Agricultural Youth Employment Best Practices
As Michigan agricultural employment begins, growers should be prepared with their employment documents and processes to accept applications and hire seasonal workers. Please remember to review applications and interview workers as you make your decisions to hire based on work related considerations such as experience and ability to perform the job. While growers need to be vigilant to not employ children in violation of the child labor laws, Michigan’s discrimination law prohibits discrimination based on age without definition. Accordingly, employer minimum age rules or employment decisions that are more restrictive than child labor laws may be argued to violate the Michigan anti-discrimination law. While it is currently unclear how courts would respond to such arguments, a job-relatedness approach is a best practice. Employers should review the qualifications of candidates against the duties required by the employer’s available positions, including whether the positions may be hazardous occupations, whether the positions are agricultural or non-agricultural, whether cross-functionality between positions is required, the number of hours per week the positions may entail, and the other relevant aspects of the jobs, to select workers that are best-qualified to meet their employment needs. By focusing on job requirements, employers can demonstrate legitimate, job-related and non-discriminatory reasons for their selection decisions.

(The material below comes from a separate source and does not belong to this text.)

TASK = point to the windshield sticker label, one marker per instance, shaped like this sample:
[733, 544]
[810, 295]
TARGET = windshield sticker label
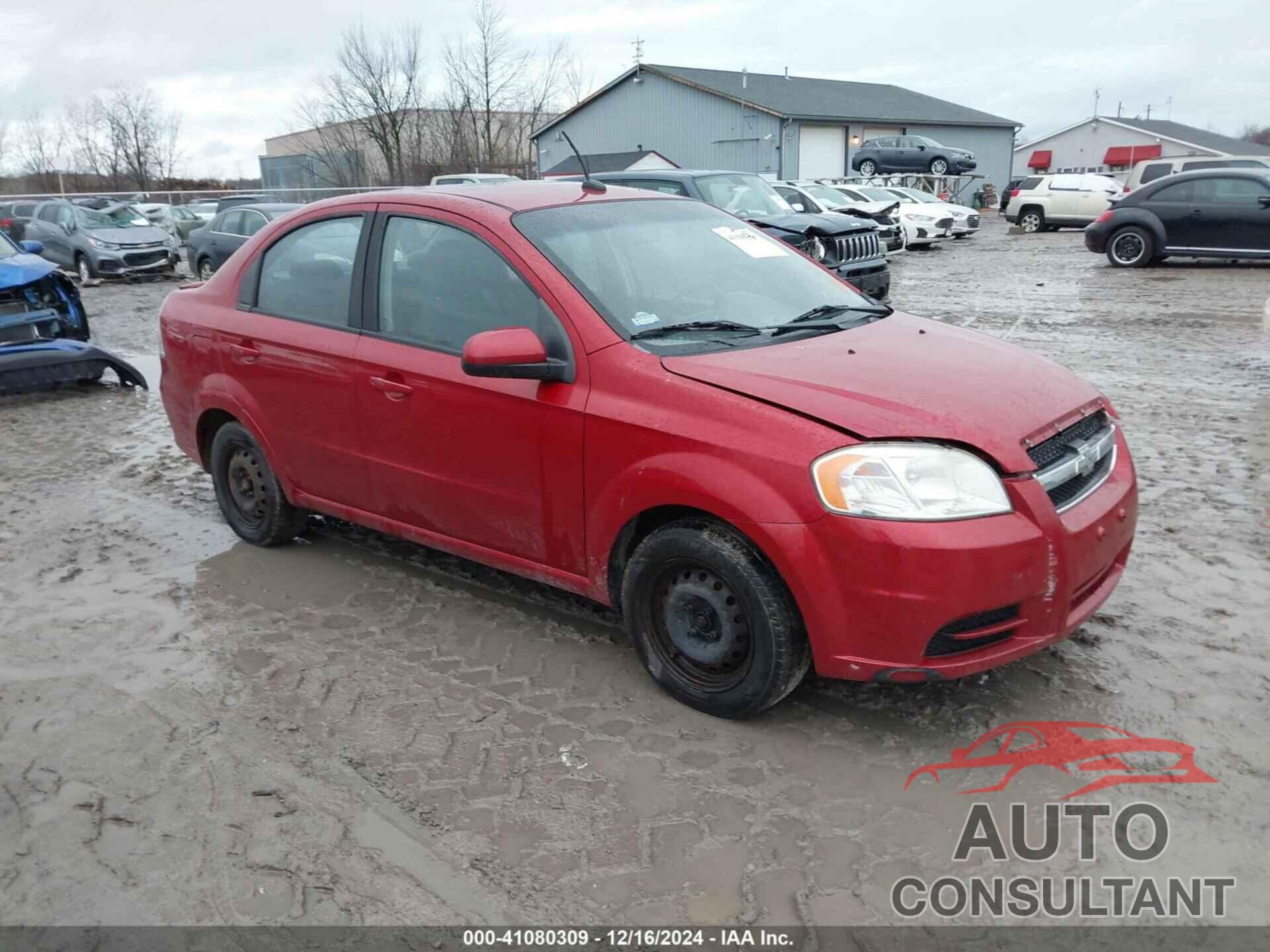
[751, 243]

Potential Impact of Mandatory E-Verify on Seasonal Employers
As the Federal legislature considers a mandatory E-Verify bill and state and local laws are enacted to require employers to utilize E-Verify, seasonal employers should consider the impact of their employment processes on the potential E-Verify requirements. While there are proposals to exempt or delay implementation of E-Verify for seasonal agricultural workers, the current E-Verify system requires E-Verify processing of all new hires and rehires. While E-Verify guidance on this issue is limited, E-Verify officers confirm employers must process rehires through the E-Verify system even if a new I-9 would not be required. Accordingly, seasonal employers would need to continually employ workers to avoid E-Verify requirements under the current law and program interpretations.
Warning about False Certificates of Identification
Employers have recently received letters or certificates issued by a private organization that purports to confirm a prospective employee’s identity and constitute a List B document for Form I-9 purposes. The organizations issuing these documents appear to be interpreting the Form I-9, List of Acceptable Documents, to include documents issued by any U.S. entity. This is an incorrect interpretation of the law. ID cards, certificates, or letters issued by private organizations are not acceptable documentation for Section 2 of the Form I-9.